Quizás lo de "acerca del mundo" se me quedó grande. A mi mundo por lo tanto me refiero, egocentrismo o terapia, no muy lejos lo uno de lo otro. Mis pareceres acerca de esta vida y este mundo (véase aclaración anterior) son un montón, aunque no tantos. Mi definición de las circunstancias en este preciso instante es la siguiente:
Para empezar me juzgo y me encuentro definida en un par de buenos defectos, lo hago desde hace algún tiempo. Me arranco varios dientes de leche al día, cuando ya se tambalean y me invitan, de un buen tirón. Duele, al principio, pero luego reconforta. Dejo un hueco que tardará en rellenarse.

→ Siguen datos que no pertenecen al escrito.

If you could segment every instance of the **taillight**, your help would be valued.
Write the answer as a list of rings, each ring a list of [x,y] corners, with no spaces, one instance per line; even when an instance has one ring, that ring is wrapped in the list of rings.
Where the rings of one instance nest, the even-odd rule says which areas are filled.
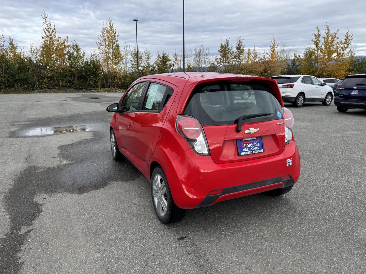
[[[285,107],[283,108],[283,119],[287,127],[291,129],[294,126],[294,116],[290,110]]]
[[[210,155],[210,151],[203,129],[196,119],[186,115],[178,115],[175,123],[178,133],[198,155]]]
[[[294,86],[293,84],[289,84],[288,85],[284,85],[282,86],[283,88],[293,88]]]
[[[285,121],[285,144],[289,144],[292,140],[292,132],[291,129],[294,126],[294,116],[290,110],[283,108],[283,119]]]
[[[183,117],[177,124],[178,129],[183,135],[190,139],[197,139],[201,134],[198,121],[189,117]]]

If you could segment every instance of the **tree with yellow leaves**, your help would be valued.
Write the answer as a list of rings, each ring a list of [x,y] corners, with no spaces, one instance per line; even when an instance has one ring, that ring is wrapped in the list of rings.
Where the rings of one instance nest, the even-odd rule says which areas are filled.
[[[104,84],[106,87],[116,87],[116,81],[120,73],[123,57],[118,44],[119,34],[113,26],[109,18],[103,22],[102,30],[98,37],[97,46],[99,50],[100,63],[104,72]]]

Me río, a partes iguales, de cosas que jamás me habían hecho gracia. Tengo una comunicación mucha más linda con todo mi cuerpo. Me oigo en los deditos de los pies, resueno en todas partes.
Pienso el triple, ando el triple, me revuelco el triple en el suelo. Me regodeo en los comentarios fáciles, crueles y cariñosos en igual proporción. Me entusiasman los leves rayos de sol, las caprichosas formas que toman las nubes justo cuando no miro.
Mi parecer ante el mundo ha cambiado en general, empezando por crecer. Me brotan hierbajos de las orejas hacia dentro, tocándome la fibra sensible. Brotan las flores por todos sitios, me empañan la vista, sonrojan las calles.
Maduro pero al revés, agarrándome más a las ramas, yéndome por ellas arriba, bien alto.
Tengo el triple de miedos y dudas. Vértigo.
Mi parecer acerca de todo ello es que lo escribo, porque me encanta. Me emborrono y castigo pero me regodeo hasta un punto inimaginable.
El mundo es, a mi parecer, en este instante, magníficamente grande como entelequicamente mi visión de las cosas y así firmemente lo creo.
Ahora todo me parece mucho más... ¿pensable? que no comprensible.
Lejos de traicionarme me reinvento y construyo, con cierto desorden pero con todo el empeño.